Future research in FRDA cardiomyopathy should focus on several key objectives. Firstly, there is a critical need to establish standardized, CMR-based risk stratification models specific to the FRDA population. Concurrently, studies must validate the prognostic value of quantitative biomarkers, specifically fibrosis burden and LV mass, as independent predictors of clinical outcomes. Furthermore, interventional trials are warranted to investigate the impact of initiating early cardiac therapy — such as ACE inhibitors, beta-blockers, or novel antifibrotic agents — on long-term morbidity and mortality. Finally, longitudinal studies are essential to explore the natural progression of these imaging biomarkers and their precise relationship with hard clinical endpoints, including arrhythmia, heart failure hospitalization, and sudden cardiac death.

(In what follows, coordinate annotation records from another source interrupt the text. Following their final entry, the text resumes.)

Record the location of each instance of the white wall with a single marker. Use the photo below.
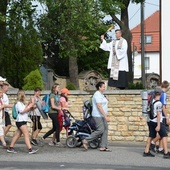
(165, 37)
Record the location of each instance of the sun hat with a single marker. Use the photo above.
(65, 90)
(2, 79)
(158, 91)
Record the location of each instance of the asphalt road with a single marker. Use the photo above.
(124, 156)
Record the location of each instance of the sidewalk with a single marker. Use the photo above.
(122, 155)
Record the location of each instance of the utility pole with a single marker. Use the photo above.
(142, 47)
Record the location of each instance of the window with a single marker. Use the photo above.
(147, 39)
(147, 63)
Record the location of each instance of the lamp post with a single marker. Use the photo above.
(142, 47)
(134, 53)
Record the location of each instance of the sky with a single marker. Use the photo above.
(150, 7)
(134, 11)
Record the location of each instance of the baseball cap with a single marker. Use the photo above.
(65, 90)
(2, 79)
(158, 91)
(5, 83)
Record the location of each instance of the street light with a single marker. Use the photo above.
(142, 46)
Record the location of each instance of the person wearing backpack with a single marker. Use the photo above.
(35, 115)
(166, 121)
(2, 121)
(55, 108)
(156, 126)
(99, 113)
(21, 122)
(5, 99)
(64, 105)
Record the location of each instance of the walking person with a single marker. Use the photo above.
(2, 121)
(118, 60)
(64, 105)
(156, 126)
(21, 122)
(5, 99)
(99, 113)
(166, 121)
(55, 108)
(35, 115)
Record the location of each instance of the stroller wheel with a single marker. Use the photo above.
(79, 143)
(71, 142)
(94, 144)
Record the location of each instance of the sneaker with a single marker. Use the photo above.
(32, 151)
(11, 150)
(41, 142)
(167, 155)
(148, 154)
(160, 152)
(152, 147)
(51, 143)
(34, 142)
(59, 144)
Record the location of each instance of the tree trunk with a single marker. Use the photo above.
(3, 7)
(73, 71)
(128, 36)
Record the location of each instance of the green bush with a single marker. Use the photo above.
(33, 80)
(137, 85)
(71, 87)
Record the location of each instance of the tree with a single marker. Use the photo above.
(112, 7)
(33, 80)
(3, 7)
(73, 25)
(22, 51)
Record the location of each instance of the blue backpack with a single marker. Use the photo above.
(46, 107)
(14, 112)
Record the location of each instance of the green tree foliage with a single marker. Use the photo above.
(112, 8)
(3, 7)
(22, 51)
(74, 26)
(33, 80)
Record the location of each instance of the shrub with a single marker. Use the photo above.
(71, 86)
(137, 85)
(33, 80)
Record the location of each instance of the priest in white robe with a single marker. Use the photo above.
(118, 60)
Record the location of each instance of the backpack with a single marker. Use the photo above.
(14, 112)
(46, 107)
(66, 119)
(87, 109)
(150, 108)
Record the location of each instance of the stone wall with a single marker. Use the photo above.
(127, 123)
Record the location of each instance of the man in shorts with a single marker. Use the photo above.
(5, 99)
(156, 126)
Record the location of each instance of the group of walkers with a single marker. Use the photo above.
(58, 102)
(157, 126)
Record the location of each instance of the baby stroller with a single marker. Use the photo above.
(82, 128)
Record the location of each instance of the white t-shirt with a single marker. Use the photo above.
(99, 98)
(21, 117)
(157, 108)
(5, 100)
(36, 111)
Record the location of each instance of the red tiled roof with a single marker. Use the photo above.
(151, 28)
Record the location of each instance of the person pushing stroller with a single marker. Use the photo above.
(99, 113)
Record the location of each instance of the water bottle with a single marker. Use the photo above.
(63, 119)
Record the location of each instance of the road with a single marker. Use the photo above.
(124, 156)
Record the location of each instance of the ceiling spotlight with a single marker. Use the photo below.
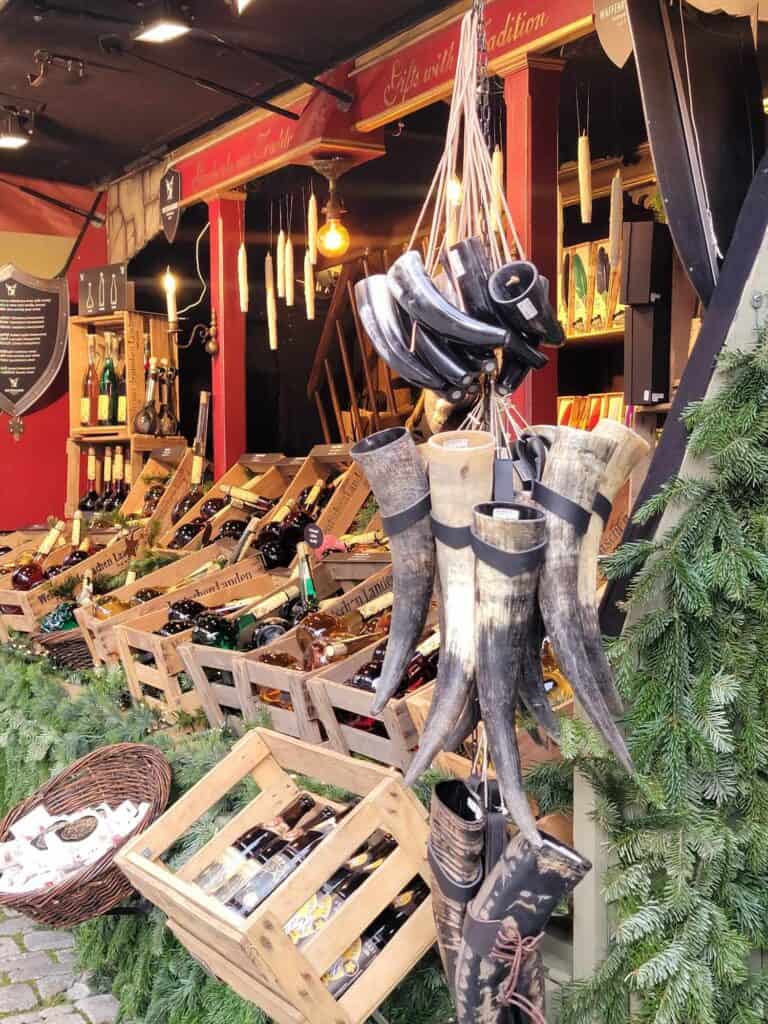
(15, 130)
(163, 27)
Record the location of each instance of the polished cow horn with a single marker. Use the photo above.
(461, 475)
(395, 471)
(631, 450)
(416, 292)
(576, 465)
(519, 295)
(509, 542)
(504, 925)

Integrating these insights into multidisciplinary care models could significantly improve cardiac outcomes and overall survival in patients with FA. This study has several limitations that should be acknowledged. First, the retrospective and cross-sectional design inherently limits the ability to assess longitudinal changes in cardiac function or to establish causal relationships. No standardized clinical or imaging follow-up was available for the included patients, and therefore, the progression of cardiac involvement over time could not be evaluated. This lack of longitudinal data limits our understanding of the temporal evolution of cardiac abnormalities in FA.
Moreover, the study was conducted in a single center with a relatively small number of patients, which may limit the generalizability of the findings. Despite these limitations, we believe our results provide meaningful insights into the cardiac manifestations of FA and underscore the need for prospective longitudinal studies to better characterize disease progression and outcomes.
In conclusion, our findings support the use of CMR as a noninvasive, comprehensive tool for characterizing the cardiac phenotype in FRDA. The integration of structural, functional, and tissue-based markers enables refined clinical decision-making and may facilitate the development of personalized treatment strategies. Given the prognostic importance of myocardial fibrosis and LV dysfunction, routine CMR screening should be considered in all FRDA patients, particularly during the early stages of neurological disease.